As mais de 600 mil mortes atribuídas à covid-19 no Brasil poderiam ter sido evitadas. Os médicos apontam, em diferentes momentos dos seus relatos, tudo que deixou de ser feito. E o efeito disso na sociedade. A falta de uma comunicação eficaz sobre o vírus, as medidas de distanciamento social, o uso de máscaras. Nenhuma campanha governamental levou informação. Ao contrário, o presidente da República conspirou para desinformar, ora relativizando a gravidade da pandemia, ora recusando o uso de máscara e incentivando aglomerações.

A recusa à aquisição de vacinas condenou o Brasil a um atraso que tirou a vida de milhares de cidadãos. Uma estimativa dá conta de que o país teria capacidade de, num esforço concentrado, ter vacinado sua população em um mês “se tivesse projeto, plano para isso”. O resultado é uma nação mergulhada na dor, na recessão econômica, o segundo país do mundo em número de mortes.

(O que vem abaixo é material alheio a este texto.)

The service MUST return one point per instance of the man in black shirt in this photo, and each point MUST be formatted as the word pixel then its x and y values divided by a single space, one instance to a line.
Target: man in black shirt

A esperança, avisam os integrantes do Todos pela Saúde, é a ciência, a vacina, o respeito ao meio ambiente. Das pressões ecológicas vieram todas as crises sanitárias, ensinam. Ou seja, a vida e a saúde no Brasil correm contra o tempo. É urgente, alerta o documentário sobre a pandemia, entender que “o problema do outro é nosso problema”. O país precisa agir contra a desigualdade social que mata. “O vírus, e outros ‘vírus’ estão vencendo essa guerra… Não podemos entregar esse país desta forma. Isso não vai acabar bem.”